Terrorhelfer?

Personalie

  • Von Sebastian Weiermann
  • Lesedauer: 2 Min.

Hat er den islamistischen Terror unterstützt oder nicht? Um diese Frage drehte sich seit fast einem Jahr der Prozess gegen den 36-jährigen Sven Lau vor dem Oberlandesgericht Düsseldorf, der an diesem Mittwoch zu Ende gehen soll. Die Bundesanwaltschaft fordert sechseinhalb Jahre Haft für den Islamisten. Im Prozess sei deutlich geworden, dass er Kämpfer für den Dschihad in Syrien rekrutiert und islamistische Gruppen logistisch unterstützt habe. Laus Anwalt Mutlu Günal fordert einen Freispruch.
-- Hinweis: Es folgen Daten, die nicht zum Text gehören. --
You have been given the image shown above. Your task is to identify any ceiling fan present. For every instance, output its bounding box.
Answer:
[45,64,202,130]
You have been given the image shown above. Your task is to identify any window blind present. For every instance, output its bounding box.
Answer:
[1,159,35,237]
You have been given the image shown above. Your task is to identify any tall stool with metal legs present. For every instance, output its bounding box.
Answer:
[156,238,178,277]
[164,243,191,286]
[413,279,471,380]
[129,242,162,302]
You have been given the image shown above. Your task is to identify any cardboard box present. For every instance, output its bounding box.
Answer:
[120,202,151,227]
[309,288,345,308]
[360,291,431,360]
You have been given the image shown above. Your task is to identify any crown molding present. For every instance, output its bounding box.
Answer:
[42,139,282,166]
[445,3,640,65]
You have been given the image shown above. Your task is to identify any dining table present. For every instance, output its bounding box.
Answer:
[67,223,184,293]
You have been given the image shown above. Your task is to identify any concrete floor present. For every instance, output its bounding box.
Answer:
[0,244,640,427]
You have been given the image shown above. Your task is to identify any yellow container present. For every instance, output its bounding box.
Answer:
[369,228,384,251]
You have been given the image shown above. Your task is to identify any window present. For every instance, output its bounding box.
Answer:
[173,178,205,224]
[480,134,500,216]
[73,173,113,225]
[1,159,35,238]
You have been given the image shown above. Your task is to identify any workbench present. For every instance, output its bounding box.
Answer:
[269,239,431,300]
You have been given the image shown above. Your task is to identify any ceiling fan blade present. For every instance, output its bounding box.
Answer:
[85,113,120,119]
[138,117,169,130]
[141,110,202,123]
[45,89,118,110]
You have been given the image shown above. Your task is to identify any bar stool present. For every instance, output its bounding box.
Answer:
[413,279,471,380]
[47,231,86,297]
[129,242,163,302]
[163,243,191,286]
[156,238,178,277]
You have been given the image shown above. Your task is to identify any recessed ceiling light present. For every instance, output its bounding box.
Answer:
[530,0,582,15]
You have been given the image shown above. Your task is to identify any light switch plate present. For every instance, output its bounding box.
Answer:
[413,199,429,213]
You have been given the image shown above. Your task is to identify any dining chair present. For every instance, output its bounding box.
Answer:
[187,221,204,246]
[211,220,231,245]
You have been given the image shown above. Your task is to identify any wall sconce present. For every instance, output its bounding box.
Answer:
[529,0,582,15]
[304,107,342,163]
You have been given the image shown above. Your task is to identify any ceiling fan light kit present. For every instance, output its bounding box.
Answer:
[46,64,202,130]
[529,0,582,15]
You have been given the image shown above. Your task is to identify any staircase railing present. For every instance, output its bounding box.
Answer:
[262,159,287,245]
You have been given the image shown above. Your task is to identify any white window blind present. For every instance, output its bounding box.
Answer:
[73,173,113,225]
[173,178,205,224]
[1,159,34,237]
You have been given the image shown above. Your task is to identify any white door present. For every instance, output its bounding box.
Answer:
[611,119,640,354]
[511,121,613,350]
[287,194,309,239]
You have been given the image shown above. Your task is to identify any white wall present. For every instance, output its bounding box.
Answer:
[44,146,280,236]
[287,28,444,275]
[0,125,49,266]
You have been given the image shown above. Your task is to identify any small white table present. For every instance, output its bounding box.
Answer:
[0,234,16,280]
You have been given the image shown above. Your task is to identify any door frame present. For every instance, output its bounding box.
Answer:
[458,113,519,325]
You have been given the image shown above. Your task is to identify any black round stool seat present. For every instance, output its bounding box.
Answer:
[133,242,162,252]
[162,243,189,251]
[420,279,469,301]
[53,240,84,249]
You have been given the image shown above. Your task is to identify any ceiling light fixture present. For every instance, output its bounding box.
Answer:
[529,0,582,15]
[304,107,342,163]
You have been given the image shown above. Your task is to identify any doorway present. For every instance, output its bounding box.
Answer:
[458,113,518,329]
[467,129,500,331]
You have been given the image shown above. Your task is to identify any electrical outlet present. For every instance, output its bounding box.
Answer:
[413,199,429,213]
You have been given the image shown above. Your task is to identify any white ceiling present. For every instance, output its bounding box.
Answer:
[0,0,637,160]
Bis vor etwa zehn Jahren führte Lau ein gewöhnliches Leben. Bei der Feuerwehr in seiner Heimatstadt Mönchengladbach war er als Brandmeister tätig, heiratete, ließ sich scheiden und heiratete wieder. Mittlerweile hat Lau fünf Kinder. Doch 2008 schied er aus der Feuerwehr aus, widmete sich ganz dem Islam, zu dem er schon während seiner Ausbildung konvertiert war.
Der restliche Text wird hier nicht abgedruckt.